Another actual, full-on scream came from the back area of the shop.

My nerves frayed like I was a supervillain who ends up shoot ing lightning bolts from every orifice while shrieking a death song at her enemies.

Remembering myself, I pursed my lips into what was hopefully a blandly sympathetic expression. “Well, bless his precious little heart. But screaming? Really?” I said before I could stop myself.

Marshall looked like he was trying not to burst out laughing. “C’mon. We all scream sometimes.”

“I sure don’t.”

“You absolutely do.” Marshall leaned on the counter. “Roller coasters?”

“No.”

“Horror movies?”

“Laughable.”

“The unexpected appearance of a cockroach?”

“I lived in Alabama my entire life. You think a little water bug fazes me?”

“Flu shots?”

“I’m not six years old.” I couldn’t suppress a smirk. “Or a thirty-three-year-old man baby.”

Marshall glared. “I told you that story in confidence.”

“Hey, I just felt bad for the poor nurse who tried to catch your big professional athlete butt before you fell out of the chair.

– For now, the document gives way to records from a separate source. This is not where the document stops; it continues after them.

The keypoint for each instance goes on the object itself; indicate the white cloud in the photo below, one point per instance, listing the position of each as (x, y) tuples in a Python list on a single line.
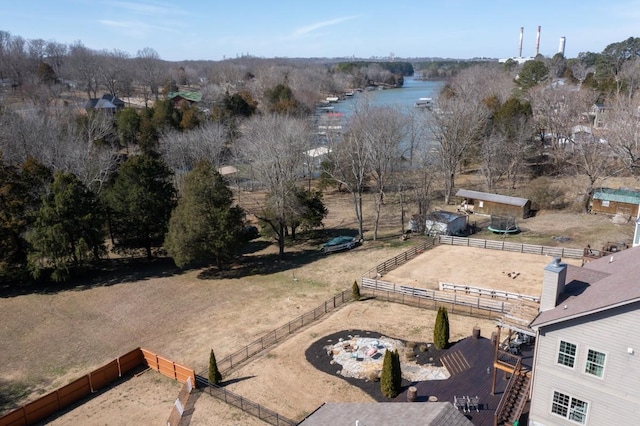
[(318, 25)]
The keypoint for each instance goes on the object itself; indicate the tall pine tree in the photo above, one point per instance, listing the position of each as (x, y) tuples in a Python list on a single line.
[(139, 204), (68, 229), (441, 329), (206, 225)]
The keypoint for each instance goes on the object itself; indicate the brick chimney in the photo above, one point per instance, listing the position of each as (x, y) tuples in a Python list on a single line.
[(553, 282)]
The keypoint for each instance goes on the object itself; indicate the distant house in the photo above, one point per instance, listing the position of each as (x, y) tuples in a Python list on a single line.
[(616, 201), (180, 99), (587, 355), (597, 115), (493, 204), (107, 102)]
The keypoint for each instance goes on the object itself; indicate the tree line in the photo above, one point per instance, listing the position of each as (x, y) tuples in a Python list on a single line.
[(78, 183)]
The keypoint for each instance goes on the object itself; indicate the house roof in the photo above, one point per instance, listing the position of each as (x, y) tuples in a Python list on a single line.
[(494, 198), (107, 101), (387, 413), (318, 152), (190, 96), (629, 196), (602, 284)]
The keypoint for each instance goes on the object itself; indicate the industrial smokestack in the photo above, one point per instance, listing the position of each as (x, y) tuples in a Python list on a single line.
[(520, 45), (563, 41)]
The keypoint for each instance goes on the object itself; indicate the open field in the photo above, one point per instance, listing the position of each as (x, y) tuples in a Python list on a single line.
[(51, 337)]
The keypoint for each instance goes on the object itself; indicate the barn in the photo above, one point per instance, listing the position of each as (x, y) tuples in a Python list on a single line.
[(493, 204), (615, 201), (439, 222)]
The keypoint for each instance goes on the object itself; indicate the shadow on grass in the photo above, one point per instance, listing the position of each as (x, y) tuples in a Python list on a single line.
[(11, 394), (103, 273), (262, 265), (107, 272)]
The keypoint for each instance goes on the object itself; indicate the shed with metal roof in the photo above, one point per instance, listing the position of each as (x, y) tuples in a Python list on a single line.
[(616, 201), (493, 204)]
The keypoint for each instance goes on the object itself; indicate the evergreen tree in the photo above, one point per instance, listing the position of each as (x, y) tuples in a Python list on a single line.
[(139, 203), (68, 229), (355, 291), (391, 375), (128, 126), (21, 191), (205, 223), (441, 329), (215, 377), (306, 210)]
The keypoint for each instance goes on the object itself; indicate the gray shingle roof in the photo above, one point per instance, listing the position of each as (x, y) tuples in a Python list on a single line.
[(387, 413), (599, 285), (495, 198)]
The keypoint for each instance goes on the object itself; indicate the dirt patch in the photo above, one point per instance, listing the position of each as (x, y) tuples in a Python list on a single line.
[(61, 334), (284, 378), (494, 269)]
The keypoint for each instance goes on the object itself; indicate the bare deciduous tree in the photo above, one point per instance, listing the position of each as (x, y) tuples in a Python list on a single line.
[(622, 133), (273, 146), (183, 149), (455, 127)]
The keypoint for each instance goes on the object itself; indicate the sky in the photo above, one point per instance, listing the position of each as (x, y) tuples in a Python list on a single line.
[(223, 29)]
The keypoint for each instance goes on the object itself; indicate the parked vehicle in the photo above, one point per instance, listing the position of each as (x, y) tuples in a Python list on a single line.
[(342, 242)]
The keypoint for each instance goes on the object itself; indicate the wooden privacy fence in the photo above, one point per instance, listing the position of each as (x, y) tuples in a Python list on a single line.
[(168, 368), (226, 364), (421, 297), (246, 405), (96, 380), (571, 253)]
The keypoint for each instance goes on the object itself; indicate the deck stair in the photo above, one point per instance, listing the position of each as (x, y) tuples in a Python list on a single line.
[(514, 399)]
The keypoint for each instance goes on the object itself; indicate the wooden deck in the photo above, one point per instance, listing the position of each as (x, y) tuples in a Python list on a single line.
[(470, 363)]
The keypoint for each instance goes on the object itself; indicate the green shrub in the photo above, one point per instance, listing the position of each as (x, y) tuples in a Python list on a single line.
[(391, 375), (355, 291), (215, 376)]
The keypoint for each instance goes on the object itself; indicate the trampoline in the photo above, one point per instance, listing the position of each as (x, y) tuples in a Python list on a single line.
[(503, 225)]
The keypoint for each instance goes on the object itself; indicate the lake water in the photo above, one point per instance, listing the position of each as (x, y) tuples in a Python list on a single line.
[(402, 98)]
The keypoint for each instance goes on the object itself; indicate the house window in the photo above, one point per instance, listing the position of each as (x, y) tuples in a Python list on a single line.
[(569, 407), (595, 363), (567, 354)]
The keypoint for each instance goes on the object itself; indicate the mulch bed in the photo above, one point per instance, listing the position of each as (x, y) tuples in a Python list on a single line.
[(317, 355)]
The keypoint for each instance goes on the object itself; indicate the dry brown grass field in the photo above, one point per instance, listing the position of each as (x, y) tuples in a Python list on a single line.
[(50, 337)]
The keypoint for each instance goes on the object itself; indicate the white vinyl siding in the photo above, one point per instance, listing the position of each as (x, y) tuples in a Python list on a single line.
[(614, 398), (567, 354), (595, 363), (569, 407)]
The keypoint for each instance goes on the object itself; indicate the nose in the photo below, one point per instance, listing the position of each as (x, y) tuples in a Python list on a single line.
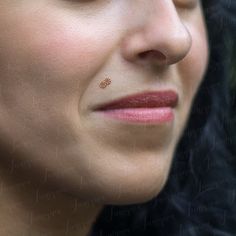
[(161, 38)]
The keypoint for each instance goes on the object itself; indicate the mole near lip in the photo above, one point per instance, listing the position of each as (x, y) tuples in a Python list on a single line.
[(152, 99)]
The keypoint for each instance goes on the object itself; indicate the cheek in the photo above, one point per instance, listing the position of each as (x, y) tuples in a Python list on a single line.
[(193, 67), (68, 48)]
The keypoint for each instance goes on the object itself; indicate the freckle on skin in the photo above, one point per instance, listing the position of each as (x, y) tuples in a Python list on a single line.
[(103, 84)]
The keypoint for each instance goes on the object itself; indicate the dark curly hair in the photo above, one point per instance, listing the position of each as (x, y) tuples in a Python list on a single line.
[(199, 196)]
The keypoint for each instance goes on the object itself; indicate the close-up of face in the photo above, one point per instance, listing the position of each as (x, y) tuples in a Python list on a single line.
[(62, 60)]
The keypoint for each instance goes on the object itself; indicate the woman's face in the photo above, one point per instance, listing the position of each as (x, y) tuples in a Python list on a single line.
[(54, 55)]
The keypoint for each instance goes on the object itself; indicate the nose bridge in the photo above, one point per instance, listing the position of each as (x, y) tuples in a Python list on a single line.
[(162, 31)]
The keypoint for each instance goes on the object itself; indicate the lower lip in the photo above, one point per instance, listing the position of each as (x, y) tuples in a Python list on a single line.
[(142, 115)]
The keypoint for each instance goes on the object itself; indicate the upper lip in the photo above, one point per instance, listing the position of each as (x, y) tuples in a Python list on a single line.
[(167, 98)]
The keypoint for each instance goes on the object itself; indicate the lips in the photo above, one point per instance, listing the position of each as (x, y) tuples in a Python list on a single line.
[(153, 99)]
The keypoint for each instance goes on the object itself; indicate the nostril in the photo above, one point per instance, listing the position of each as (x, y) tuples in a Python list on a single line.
[(153, 56)]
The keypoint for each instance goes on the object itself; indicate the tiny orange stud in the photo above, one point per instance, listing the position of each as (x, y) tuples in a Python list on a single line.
[(103, 84)]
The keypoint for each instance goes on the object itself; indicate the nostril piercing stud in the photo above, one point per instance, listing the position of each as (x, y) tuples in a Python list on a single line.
[(103, 84)]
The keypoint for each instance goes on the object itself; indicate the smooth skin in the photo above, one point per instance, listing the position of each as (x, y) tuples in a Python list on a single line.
[(61, 162)]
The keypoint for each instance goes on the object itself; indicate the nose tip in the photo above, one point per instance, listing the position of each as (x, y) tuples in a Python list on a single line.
[(163, 40)]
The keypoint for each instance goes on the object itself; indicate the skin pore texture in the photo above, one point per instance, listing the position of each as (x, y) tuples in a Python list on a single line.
[(60, 161)]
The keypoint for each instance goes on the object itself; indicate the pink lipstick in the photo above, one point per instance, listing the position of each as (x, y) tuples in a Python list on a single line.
[(148, 107)]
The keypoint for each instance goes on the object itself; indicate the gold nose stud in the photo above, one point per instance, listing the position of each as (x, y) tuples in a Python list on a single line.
[(103, 84)]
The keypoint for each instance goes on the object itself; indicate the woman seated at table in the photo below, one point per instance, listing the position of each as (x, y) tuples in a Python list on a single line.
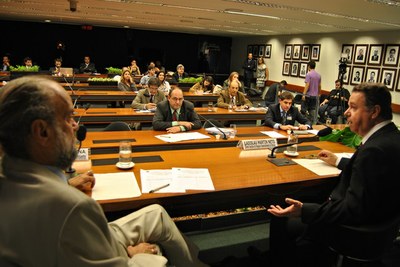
[(205, 86), (164, 84)]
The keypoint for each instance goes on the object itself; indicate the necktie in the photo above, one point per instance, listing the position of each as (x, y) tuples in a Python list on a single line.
[(283, 117), (174, 117)]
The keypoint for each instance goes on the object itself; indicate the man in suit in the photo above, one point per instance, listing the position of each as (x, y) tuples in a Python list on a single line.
[(367, 192), (48, 222), (87, 66), (149, 97), (179, 74), (249, 67), (176, 114), (232, 98), (283, 115)]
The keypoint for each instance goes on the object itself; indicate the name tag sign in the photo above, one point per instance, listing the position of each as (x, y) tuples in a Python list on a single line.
[(83, 154), (268, 143)]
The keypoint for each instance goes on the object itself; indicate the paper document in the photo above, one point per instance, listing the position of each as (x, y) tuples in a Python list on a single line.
[(193, 179), (152, 179), (178, 137), (318, 166), (115, 185), (273, 134)]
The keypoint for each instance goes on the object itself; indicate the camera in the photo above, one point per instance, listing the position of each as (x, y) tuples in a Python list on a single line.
[(73, 5)]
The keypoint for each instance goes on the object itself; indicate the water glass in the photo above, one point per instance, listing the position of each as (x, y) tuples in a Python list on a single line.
[(210, 106), (233, 131), (125, 151)]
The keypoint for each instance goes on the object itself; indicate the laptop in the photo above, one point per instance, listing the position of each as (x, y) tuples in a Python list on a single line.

I hope you brought one of the linemen with you the next time.”

His appraisal was thoughtful. “You really don’t scream ever?”

“Absolutely not. Probably one of the few things that stuck from my mother’s efforts to make me a proper lady like my big sisters.

Suffice it to say the rest of it failed.

” I gestured to my double nose piercing, tattooed fingers, and my overall outdoorsy-meets-edgy look that would definitely never be featured in a Vineyard Vines or Lilly Pulitzer catalog.

All the reasons my mom felt the need to give a disclaimer any time she introduced me at a family function.

Isn’t she so brave for living an alternative lifestyle?

“Fine. You win. You’re unflappable. What were you saying ‘oh shoot’ you needed to do before you looked like your head was going to explode about Mr. Infinity Symbol’s noisy tattoo?”

“Need to do…? Oh, right.” I swiped on the screen to my Maps app, and it stalled again.

Either the Wi-Fi was still acting up or my old phone was about to shuffle off its mortal coil.

“There was a message on the shop machine that a couple boxes for us got mistakenly delivered somewhere else. Have you ever heard of Menagerie—um—something.”

“Books?”

“I think that’s what the message said. I need to pick up the package before they close. If it’s far I’ve got to get gas first, so—”

“Oh, you don’t need to drive. It’s on the other side of this building. I guess you don’t usually park on that side, come to think of it. Is it a lot of boxes?”